Four weeks of oral exposure to artificial sweeteners differentially affected urine output in mice. AceK increased RUO at both ADI and high dose, while saccharin required high dose and sucralose had no detectable effect despite higher consumption at preference-matched sweetness. The lack of sucralose effect is consistent with its lower gastrointestinal absorption relative to AceK and saccharin, indicating that systemic availability may determine bladder exposure and physiological impact. Mechanistically, AceK and saccharin upregulated T1R3 (and, dose-dependently, T1R2) in bladder, with minimal or no upregulation in kidney, and AceK-induced RUO increases were blunted in T1R3KO mice. Together, these findings implicate extraoral sweet taste receptors—particularly T1R3 in bladder—in modulating urinary excretion in response to ASs. Changes in urinary K+ correlated with RUO, suggesting that AS-triggered sweet taste signaling may influence ion handling and/or bladder contractility, consistent with prior evidence that ASs can enhance bladder contraction via altered extracellular Ca2+ influx. The partial preservation of RUO increases in T1R3KO mice at high AceK dose suggests additional pathways, possibly renal effects or non-T1R3 chemosensory mechanisms, contribute to the phenotype. Overall, the data support a model in which AS exposure, especially AceK, enhances bladder sweet receptor signaling, leading to increased urine output and altered urinary electrolyte composition.

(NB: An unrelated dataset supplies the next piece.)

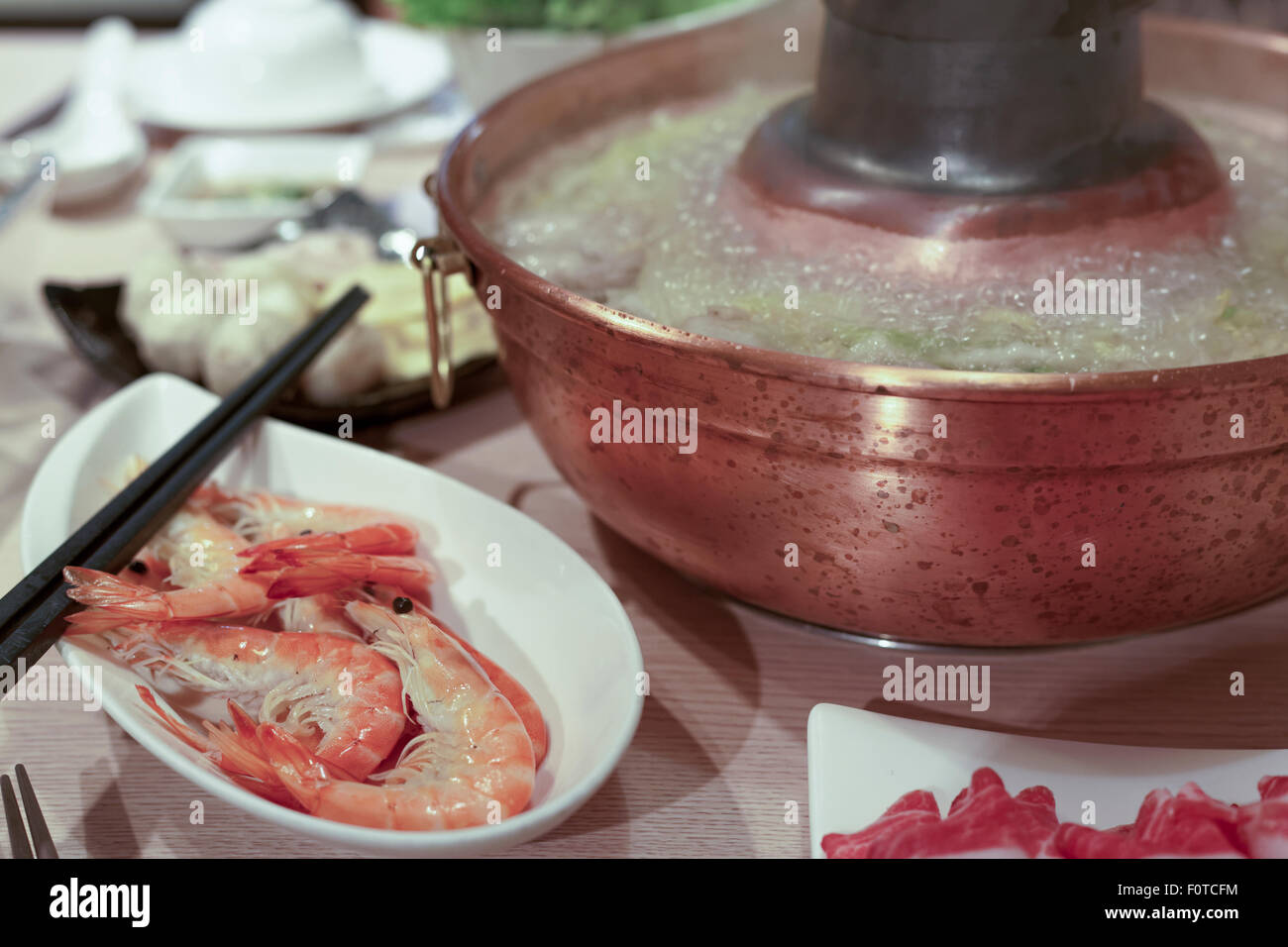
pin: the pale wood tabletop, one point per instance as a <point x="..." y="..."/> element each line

This study demonstrates that artificial sweeteners, particularly acesulfame K and high-dose saccharin, increase urine output in mice, and that this effect is associated with upregulation of sweet taste receptors (T1R2/T1R3) in the bladder. Genetic disruption of T1R3 attenuates AceK-induced RUO increases, supporting a causal role for sweet taste signaling in extraoral tissues. Urinary K+ changes track with RUO alterations, suggesting a link between sweet receptor activation, ion homeostasis, and bladder function. These findings identify bladder sweet taste receptors as contributors to AS-induced changes in urinary physiology and highlight differential effects among sweeteners, with AceK exerting effects even at ADI-equivalent low doses. Future work should employ bladder-specific T1R3 knockout models, perform comprehensive renal pathology and function assessments, and investigate gut–bladder signaling and hormonal mediators to delineate systemic versus local mechanisms.

• tas1r2 mRNA could not be reliably quantified in bladder (qPCR CT >37–38), limiting gene-level interpretation for T1R2.
• T1R3 knockout was global; tissue-specific (e.g., bladder-specific) knockout models are needed to ascribe causality to bladder receptors.
• Possible involvement of other organs (gut, stomach, kidney) and systemic factors (e.g., GLP-1/2) was not directly tested.
• Renal histopathology and detailed renal function parameters were not assessed; thus, contributions from kidney ion handling remain unresolved.
• Sample sizes for genotype comparison (n=5/group) were modest, potentially limiting power for some endpoints.
• Sucralose systemic exposure was not quantified; pharmacokinetics were inferred from literature rather than measured.